Are 80% of incidents really caused by changes?
In a recent thread, it was advanced that 80% of incidents were caused by changes. Since that figure does not correspond to any experience I have had with any organization, I thought it would be worthwhile to investigate a little how some organizations perceive the causes of the incidents that occur in their IT services.
The limits of Internet surveys
I am acutely, indeed painfully, aware of the limits of such investigations based on a survey advertised via a variety of LinkedIn and Facebook groups. The respondees are self-selecting and not random. The sample size is not very large. No matter how simple you try to make a survey, some of our dear IT brethren find the terminology too complex, hard to understand or poorly defined and they interpret the questions in different ways. The more you try to ensure accurate data with checks and controls, the fewer the responses are recorded. And most importantly of all, I doubt that most organizations really have the statistics to back up the values they report. Even though the survey is completely anonymous, there is a well known tendency for people to overestimate or be optimistic about what they do and know.
Therefore, the data reported here is most likely understood as the perceptions of socially engaged IT personnel willing to share some information. As such, it is no better nor worse than any other anecdotal information that makes its way into social media and tends to get repeated out of context and as if it were really true.
I note, too, that the free version of SurveyMonkey, used for this survey, has become largely useless for analyzing the collected data. I welcome suggestions from anyone regarding a viable alternative.
The design of the survey
The survey asked about the causes of IT incidents. Perhaps it should have talked of the causes of incidents in the services based on information technology, instead. At least one respondent thought that “users” could not cause “IT” incidents. Oh well.
It divided those causes into four categories:
- incidents caused by changes
- incidents caused by defects in components
- incidents caused by users
- other causes
With Einstein, I admit that this taxonomy might be too simple. I thought it to be is pretty orthogonal, but many respondees thought otherwise. Anyway, a change includes the introduction of new hardware or software or the reconfiguration of existing hardware or software. A component defect is, very simply, something that breaks, typically due to age or to patterns of use. Since most IT services are operated by end users, it should be clear that an operator can make a mistake and cause a failure. One respondent pointed out that some incidents might be due to inadequate capacity. To the extent that inadequate capacity is the result of implementing an incorrectly dimensioned system, I consider this to be a type of change.

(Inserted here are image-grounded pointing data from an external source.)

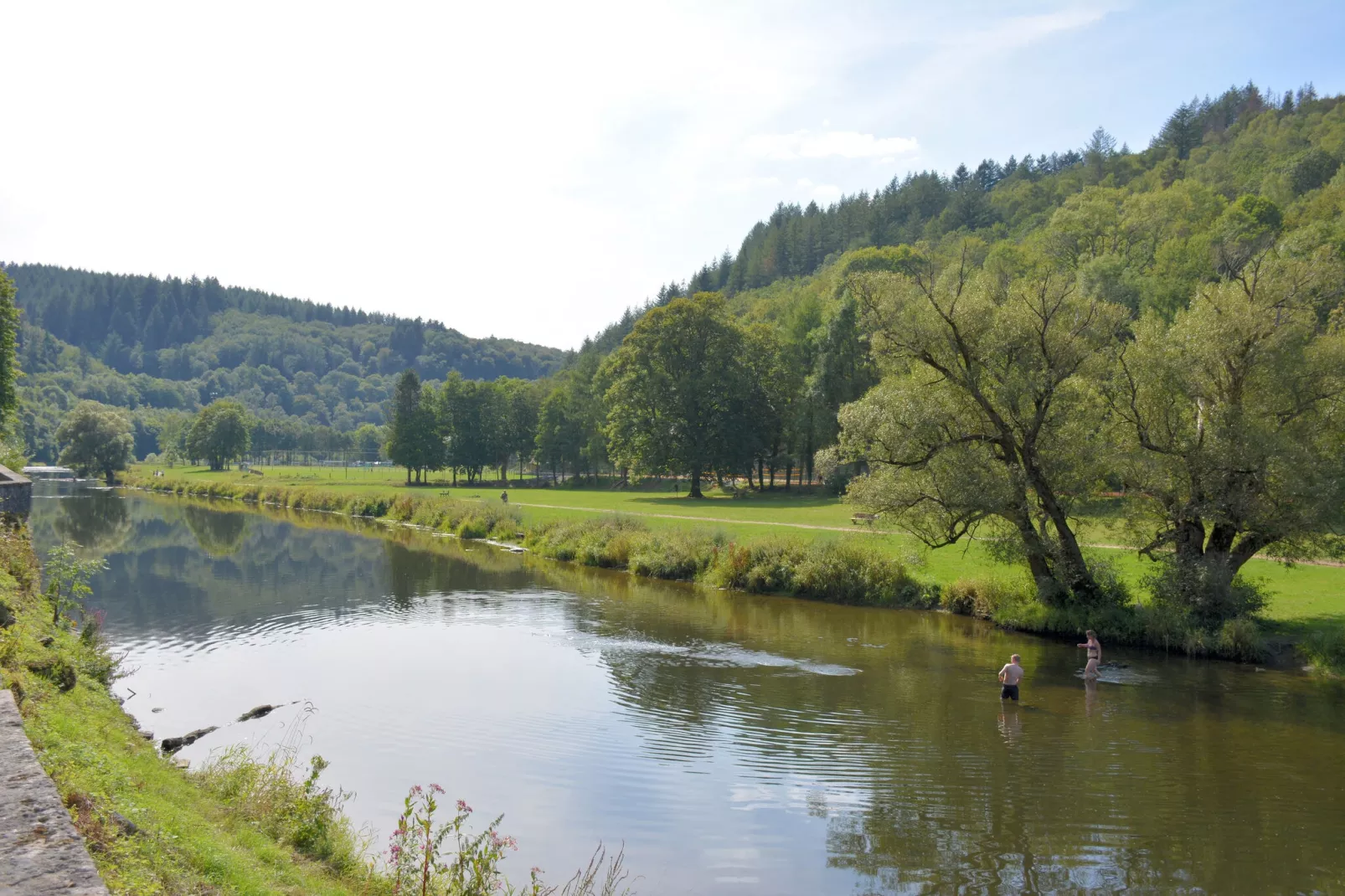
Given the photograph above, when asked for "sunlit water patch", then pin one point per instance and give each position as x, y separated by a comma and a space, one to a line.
732, 743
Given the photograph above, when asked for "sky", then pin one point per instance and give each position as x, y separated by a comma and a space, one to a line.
530, 170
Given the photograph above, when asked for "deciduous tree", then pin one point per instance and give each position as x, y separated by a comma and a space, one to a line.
219, 434
97, 439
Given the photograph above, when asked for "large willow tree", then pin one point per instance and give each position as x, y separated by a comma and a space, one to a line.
1236, 419
987, 412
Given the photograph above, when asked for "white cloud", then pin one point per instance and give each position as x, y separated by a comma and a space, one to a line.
827, 144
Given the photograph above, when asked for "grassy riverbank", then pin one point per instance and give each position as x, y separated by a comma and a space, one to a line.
801, 545
151, 826
244, 824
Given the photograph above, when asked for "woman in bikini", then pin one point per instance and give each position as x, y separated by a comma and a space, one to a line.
1094, 654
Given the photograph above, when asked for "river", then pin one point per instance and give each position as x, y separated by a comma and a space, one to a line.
734, 743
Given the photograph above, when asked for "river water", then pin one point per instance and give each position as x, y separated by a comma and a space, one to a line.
734, 744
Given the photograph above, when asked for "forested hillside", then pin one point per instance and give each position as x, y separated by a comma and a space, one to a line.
166, 348
1143, 230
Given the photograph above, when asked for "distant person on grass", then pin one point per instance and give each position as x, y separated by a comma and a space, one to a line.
1094, 654
1009, 677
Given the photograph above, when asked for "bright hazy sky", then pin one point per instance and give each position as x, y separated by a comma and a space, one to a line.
530, 170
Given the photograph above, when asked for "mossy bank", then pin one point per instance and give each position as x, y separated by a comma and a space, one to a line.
151, 827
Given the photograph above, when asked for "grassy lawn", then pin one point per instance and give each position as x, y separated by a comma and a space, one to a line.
1304, 595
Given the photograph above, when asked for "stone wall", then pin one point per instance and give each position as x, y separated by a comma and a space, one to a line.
15, 492
40, 852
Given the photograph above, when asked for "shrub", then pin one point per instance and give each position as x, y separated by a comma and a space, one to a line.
296, 811
1240, 639
672, 554
983, 598
1205, 591
1325, 650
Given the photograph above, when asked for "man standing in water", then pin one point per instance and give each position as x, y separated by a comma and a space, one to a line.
1094, 654
1009, 677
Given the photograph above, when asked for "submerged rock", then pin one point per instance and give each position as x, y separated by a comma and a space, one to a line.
257, 712
173, 744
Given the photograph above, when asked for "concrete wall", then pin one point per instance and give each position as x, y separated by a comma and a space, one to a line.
40, 852
15, 492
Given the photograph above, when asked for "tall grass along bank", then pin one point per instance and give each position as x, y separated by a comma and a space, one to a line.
839, 571
248, 822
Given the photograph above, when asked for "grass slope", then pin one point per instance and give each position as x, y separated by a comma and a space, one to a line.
188, 841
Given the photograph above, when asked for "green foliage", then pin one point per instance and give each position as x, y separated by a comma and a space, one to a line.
413, 439
8, 354
219, 434
679, 393
1325, 651
987, 410
1204, 591
97, 439
68, 579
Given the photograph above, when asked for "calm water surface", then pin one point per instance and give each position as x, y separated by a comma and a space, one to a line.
734, 744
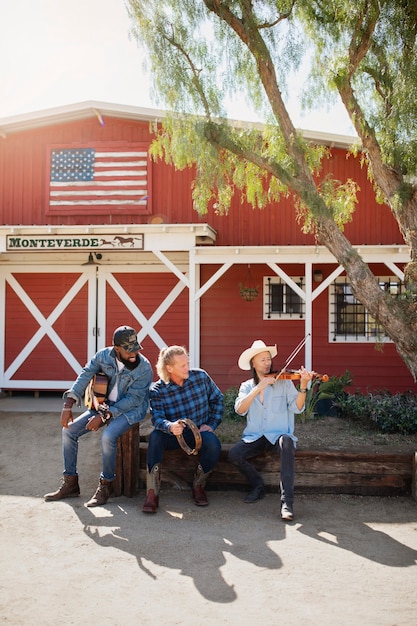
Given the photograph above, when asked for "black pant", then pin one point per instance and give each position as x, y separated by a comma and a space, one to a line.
242, 451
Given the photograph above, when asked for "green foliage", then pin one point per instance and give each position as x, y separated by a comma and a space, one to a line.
333, 389
385, 412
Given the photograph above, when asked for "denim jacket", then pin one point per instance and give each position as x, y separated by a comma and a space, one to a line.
132, 385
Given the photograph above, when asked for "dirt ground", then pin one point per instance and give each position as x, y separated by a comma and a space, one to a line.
344, 560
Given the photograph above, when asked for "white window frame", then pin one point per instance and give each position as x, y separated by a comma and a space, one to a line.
372, 333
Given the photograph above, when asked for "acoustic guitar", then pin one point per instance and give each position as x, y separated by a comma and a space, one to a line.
96, 392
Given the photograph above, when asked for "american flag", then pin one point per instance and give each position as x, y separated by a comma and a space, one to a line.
84, 178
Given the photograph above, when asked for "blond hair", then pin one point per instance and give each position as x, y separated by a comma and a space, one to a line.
166, 357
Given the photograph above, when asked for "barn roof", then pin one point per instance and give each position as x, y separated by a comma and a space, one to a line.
92, 108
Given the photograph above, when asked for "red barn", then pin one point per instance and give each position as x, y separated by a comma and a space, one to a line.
93, 234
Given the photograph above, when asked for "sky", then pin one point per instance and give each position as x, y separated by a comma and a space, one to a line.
62, 52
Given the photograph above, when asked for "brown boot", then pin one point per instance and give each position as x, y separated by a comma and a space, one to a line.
153, 481
69, 489
199, 483
101, 495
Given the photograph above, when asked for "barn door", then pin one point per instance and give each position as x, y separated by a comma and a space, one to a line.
49, 325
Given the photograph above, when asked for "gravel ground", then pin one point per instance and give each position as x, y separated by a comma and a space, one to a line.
344, 560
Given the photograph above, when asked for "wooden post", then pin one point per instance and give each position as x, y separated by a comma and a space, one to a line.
127, 464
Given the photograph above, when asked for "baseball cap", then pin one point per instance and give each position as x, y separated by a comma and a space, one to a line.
125, 337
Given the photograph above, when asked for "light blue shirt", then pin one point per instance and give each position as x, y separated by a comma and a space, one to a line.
275, 416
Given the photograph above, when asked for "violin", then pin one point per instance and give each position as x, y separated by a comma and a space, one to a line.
296, 375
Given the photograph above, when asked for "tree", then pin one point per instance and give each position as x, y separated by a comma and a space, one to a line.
203, 51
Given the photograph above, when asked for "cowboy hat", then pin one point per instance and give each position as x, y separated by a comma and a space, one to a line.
257, 347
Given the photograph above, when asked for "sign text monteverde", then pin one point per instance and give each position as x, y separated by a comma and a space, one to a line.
64, 242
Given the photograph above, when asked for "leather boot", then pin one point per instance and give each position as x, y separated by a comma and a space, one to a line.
199, 483
153, 481
101, 495
69, 489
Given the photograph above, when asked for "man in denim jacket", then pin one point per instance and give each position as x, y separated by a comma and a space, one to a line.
129, 377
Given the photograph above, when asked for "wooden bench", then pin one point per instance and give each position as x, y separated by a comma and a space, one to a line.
320, 471
316, 472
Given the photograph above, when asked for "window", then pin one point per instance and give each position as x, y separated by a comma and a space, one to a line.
349, 320
280, 299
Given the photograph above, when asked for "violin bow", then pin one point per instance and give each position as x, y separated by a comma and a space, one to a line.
293, 354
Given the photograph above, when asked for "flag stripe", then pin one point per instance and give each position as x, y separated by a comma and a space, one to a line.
86, 177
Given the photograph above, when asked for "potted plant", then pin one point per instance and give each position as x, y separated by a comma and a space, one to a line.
329, 392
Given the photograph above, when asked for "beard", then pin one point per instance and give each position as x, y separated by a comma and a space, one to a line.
130, 365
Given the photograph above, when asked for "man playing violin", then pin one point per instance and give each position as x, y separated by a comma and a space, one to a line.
269, 403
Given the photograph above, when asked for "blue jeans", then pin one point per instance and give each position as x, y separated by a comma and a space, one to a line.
242, 451
110, 434
208, 454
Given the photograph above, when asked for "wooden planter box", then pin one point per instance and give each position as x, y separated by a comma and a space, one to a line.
320, 471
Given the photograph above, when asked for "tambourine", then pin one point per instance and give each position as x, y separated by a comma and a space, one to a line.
197, 437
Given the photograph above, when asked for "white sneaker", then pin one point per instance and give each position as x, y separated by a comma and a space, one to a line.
286, 512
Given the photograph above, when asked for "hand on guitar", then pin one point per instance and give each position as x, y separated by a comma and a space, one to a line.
66, 413
94, 423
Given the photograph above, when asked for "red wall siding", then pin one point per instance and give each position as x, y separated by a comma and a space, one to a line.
242, 323
148, 291
23, 199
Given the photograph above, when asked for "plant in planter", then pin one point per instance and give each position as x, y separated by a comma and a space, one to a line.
330, 392
321, 397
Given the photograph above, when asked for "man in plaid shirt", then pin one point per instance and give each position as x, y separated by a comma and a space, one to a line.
182, 393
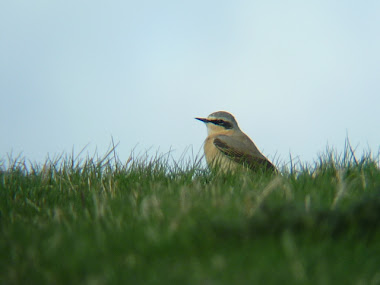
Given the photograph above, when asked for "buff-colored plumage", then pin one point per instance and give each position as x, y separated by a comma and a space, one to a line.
228, 148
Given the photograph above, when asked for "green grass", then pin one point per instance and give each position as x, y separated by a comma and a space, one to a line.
153, 221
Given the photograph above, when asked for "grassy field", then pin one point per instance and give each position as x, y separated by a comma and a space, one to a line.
152, 221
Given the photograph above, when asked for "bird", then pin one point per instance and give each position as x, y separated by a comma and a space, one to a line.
228, 148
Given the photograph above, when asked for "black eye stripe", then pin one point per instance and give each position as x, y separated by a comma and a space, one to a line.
222, 123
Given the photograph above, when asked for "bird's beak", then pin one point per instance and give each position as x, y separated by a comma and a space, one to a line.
204, 120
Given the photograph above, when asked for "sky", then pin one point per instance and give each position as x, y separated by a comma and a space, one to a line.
297, 75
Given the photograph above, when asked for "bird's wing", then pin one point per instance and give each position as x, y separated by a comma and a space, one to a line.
237, 151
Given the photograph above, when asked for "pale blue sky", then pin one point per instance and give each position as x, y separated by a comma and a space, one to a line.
297, 75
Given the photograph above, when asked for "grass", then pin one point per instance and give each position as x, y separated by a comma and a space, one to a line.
153, 221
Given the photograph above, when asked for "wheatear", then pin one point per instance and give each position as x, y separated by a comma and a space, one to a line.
228, 148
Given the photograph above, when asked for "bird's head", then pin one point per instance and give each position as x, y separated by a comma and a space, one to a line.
220, 122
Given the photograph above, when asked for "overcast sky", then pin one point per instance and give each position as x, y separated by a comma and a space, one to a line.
297, 75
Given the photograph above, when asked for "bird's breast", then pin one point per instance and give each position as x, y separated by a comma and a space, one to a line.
215, 158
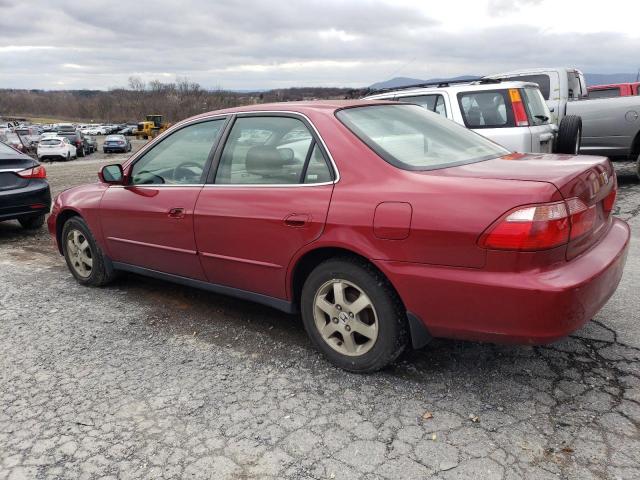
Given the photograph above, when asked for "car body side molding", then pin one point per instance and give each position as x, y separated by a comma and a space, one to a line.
277, 303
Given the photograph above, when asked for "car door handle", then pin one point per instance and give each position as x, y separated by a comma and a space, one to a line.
177, 212
296, 220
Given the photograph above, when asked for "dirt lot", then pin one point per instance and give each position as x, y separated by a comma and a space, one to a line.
146, 379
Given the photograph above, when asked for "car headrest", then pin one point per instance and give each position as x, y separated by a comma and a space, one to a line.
265, 160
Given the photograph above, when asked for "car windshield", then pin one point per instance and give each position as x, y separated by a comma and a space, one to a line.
413, 138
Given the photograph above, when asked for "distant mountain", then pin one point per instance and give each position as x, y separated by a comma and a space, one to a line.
591, 78
398, 82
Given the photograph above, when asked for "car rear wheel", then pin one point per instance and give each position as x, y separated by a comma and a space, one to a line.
83, 256
32, 222
569, 135
353, 315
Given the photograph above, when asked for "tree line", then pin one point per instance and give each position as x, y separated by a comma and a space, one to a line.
175, 100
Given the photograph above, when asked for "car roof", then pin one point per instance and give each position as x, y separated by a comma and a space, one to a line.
306, 107
454, 88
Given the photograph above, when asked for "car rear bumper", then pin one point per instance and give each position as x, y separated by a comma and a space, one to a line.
34, 199
529, 307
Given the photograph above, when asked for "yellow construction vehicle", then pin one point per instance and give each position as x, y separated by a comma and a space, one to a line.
151, 127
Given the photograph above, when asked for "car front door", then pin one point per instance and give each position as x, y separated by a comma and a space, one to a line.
267, 198
148, 222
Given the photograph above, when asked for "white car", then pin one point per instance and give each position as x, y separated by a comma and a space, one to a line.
512, 114
56, 148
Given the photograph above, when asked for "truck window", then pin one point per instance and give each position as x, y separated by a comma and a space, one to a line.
486, 109
537, 109
575, 85
542, 80
605, 93
434, 102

Capacity-related incidents may also be caused by changes in load patterns for which no corresponding changes in capacity have been made.
Analysis of the results
The survey was very simple, so the results can be displayed without graphs.
Number of responses:
61 (of whom 2 neglected to provide any data about the causes of incidents)
Complexity of organizations:
Simple: 3%
Medium: 22%
Complex: 75%
Size of IT staff:
<100: 16%
100-1000: 35%
>1000: 49%
Incidents caused by changes made by IT (including releases of software)
Fig. 1 shows the percentage of responses indicating that changes by IT are a cause of incidents, split out by both the size of the organization and its complexity. Not all combinations of size and complexity were recorded, as might be expected. There are two remarks to be made:
- Neither size of the organization nor complexity of IT appears to have a significant impact on the results.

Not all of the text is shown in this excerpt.